Frank DENIS random thoughts.

Application-controlled browser cache using local storage.

In order to reduce latency and improve the user experience, using client caching is the web development 101.

Setting correct HTTP server-side headers in order to instruct the web browser to keep the content in its local cache, has become straightforward with modern web servers (for static content), frameworks and middleware layers (Rack!).

However, this is only a hint. The actual caching policy remains up to the web browser. Setting HTTP headers doesn’t give applications any control nor feedback about what’s really going on client-side.

Specifically:

  • You can’t tell whether a resource is already in the client cache or not (ok, you can, but by making extra requests, which is, outside the scope of a demonstration, exactly what you’re trying to avoid),
  • You can’t tell whether what you asked the browser to cache was actually cached or not
  • You can’t invalidate a cached resource
  • You have no way to prioritize cached content. A huge Javascript should probably stay in the client cache as long as possible, while a 20 bytes-long transparent GIF image is no biggie if it has to eventually get reloaded. The only knob you have on the browser cache is a deadline (which is almost always, and should be, “immediately” or “never”), and it doesn’t allow any kind of real prioritization.
  • Some web browsers, like Safari (and UIWebView components) on the iPhone have a ridiculously small cache.
  • Watching your web server delivering so many 304 replies is driving you nuts.

Fortunately, the HTML5 specs bring an exciting feature: client-side storage. Thanks to localStorage et al., web browsers now provide a convenient way to permanently store big chunks of data, giving applications full control of the data store. While the primary target was offline web applications, client-side storage can also be extremely helpful in a bunch of other situations.

When you think about it, what’s the difference between local storage and cached resources? Not much, except that local storage is fully application-controlled, and can solve every issue listed above!

A good example might be a huge Javascript that you really would love to keep cached. It doesn’t mean that additional content like pictures shouldn’t get cached as well, but you know that this specific script is critical and that users won’t be able to see anything but a blank page till this one isn’t ready for action.

Here’s the trick. Instead of using a script element, this very script can be loaded using XHR, then eval()’d. Since the script is available as a regular string, storing it as an entry in the browser data store is a piece of cake. Checking whether the script is already in the cache is also as easy as checking a key for existence. Invalidation is as easy as deleting the entry. This way, we get a totally user-controlled browser cache.

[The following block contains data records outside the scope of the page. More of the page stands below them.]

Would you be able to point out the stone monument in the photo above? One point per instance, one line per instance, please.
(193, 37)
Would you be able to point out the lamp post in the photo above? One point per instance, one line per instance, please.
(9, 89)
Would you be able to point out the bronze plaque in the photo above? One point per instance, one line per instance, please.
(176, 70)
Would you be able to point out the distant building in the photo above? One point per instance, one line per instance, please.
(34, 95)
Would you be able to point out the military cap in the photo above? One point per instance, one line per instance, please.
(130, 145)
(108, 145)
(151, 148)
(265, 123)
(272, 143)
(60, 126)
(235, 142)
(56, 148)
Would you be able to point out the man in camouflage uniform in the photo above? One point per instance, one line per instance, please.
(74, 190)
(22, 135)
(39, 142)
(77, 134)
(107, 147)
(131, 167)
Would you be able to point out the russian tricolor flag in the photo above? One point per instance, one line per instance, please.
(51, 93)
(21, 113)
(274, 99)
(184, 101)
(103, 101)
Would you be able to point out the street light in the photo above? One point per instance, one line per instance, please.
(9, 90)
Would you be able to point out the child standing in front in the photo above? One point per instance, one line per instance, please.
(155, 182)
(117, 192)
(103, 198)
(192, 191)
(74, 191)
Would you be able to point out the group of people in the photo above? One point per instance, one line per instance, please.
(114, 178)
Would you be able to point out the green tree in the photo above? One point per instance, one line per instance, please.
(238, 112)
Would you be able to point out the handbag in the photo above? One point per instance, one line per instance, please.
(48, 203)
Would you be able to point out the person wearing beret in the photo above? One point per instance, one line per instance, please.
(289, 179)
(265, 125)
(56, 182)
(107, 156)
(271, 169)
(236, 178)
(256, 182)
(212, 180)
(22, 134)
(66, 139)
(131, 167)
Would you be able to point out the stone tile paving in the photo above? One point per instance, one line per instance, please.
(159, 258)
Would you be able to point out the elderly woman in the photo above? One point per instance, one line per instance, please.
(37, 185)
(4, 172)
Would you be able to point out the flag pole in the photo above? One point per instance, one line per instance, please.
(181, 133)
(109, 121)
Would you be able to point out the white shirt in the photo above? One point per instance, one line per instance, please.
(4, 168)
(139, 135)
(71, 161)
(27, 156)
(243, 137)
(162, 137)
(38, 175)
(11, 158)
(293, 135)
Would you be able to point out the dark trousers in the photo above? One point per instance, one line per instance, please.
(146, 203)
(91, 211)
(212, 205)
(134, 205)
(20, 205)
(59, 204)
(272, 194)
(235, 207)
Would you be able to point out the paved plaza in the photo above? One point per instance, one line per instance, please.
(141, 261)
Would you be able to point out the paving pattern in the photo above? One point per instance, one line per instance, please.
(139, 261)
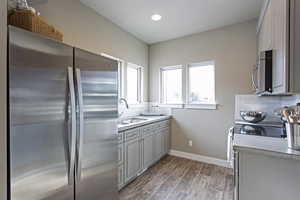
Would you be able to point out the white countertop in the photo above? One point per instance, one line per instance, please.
(150, 119)
(266, 145)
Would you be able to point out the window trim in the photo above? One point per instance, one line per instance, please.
(122, 83)
(186, 104)
(161, 92)
(188, 83)
(140, 70)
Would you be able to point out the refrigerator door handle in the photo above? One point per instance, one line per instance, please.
(80, 135)
(72, 143)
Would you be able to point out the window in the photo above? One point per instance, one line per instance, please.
(130, 80)
(171, 79)
(201, 85)
(134, 83)
(192, 86)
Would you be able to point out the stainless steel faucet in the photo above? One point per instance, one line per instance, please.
(125, 101)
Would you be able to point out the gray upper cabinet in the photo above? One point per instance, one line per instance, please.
(279, 30)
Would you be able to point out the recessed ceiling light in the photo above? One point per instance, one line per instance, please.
(156, 17)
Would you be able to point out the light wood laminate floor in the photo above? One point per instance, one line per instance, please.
(176, 178)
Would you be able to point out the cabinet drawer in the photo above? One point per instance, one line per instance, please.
(163, 124)
(148, 130)
(132, 134)
(120, 153)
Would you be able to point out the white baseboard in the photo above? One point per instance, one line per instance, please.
(196, 157)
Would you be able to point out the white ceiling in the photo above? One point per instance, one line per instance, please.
(179, 17)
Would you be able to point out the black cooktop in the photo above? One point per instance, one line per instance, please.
(260, 130)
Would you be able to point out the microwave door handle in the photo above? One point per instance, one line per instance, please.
(81, 124)
(72, 136)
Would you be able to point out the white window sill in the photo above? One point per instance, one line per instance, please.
(203, 106)
(171, 105)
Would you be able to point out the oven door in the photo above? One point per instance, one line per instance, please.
(265, 72)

Here’s a real-life example: Geobar

Geobar was specifically designed for iPhone and Android devices. It relies on the OpenLayers scripts + some custom Geoportail scripts. All packed together, we get 1 Mb worth of data that are absolutely mandatory for the page to display. And this is where local storage works wonders.

    function load_scripts() {
        if (window.localStorage["geoapi_js"]) {
            window.eval(window.localStorage["geoapi_js"]);
        } else {
            var xhr = new XMLHttpRequest;
            xhr.onreadystatechange = function() {
                if (this.readyState != 4) {
                    return;
                }
                if (this.status != 200) {
                    alert("Error: " + this.status);
                    return;
                }
                try {
                    window.localStorage["geoapi_js"] = this.responseText;
                } catch (e) { }
                window.eval(this.responseText);            
            };
            xhr.open("GET", "geoapi.js", true);
            xhr.send();
        }
    }

This is enough to keep the script in the data store instead of relying on the traditional HTTP cache.

Why not use an HTML5 manifest instead, you may ask? To start with, the manifest still doesn’t give you much control about the cached content. And further HTTP requests made from a resource loaded this way have no Referer, which might be a showstopper, as it was the case here.

Of course, the same trick can be used in order to store other kind of resources like stylesheets, and, why not, hex-encoded images.

While HTML5 makes local storage easy and powerful, almost every major web browser out there has some kind of support for local storage for ages: userData (since IE 5.0), globalStorage (since Firefox 2), and for those running behind, Flash comes to the rescue with its Shared Objects.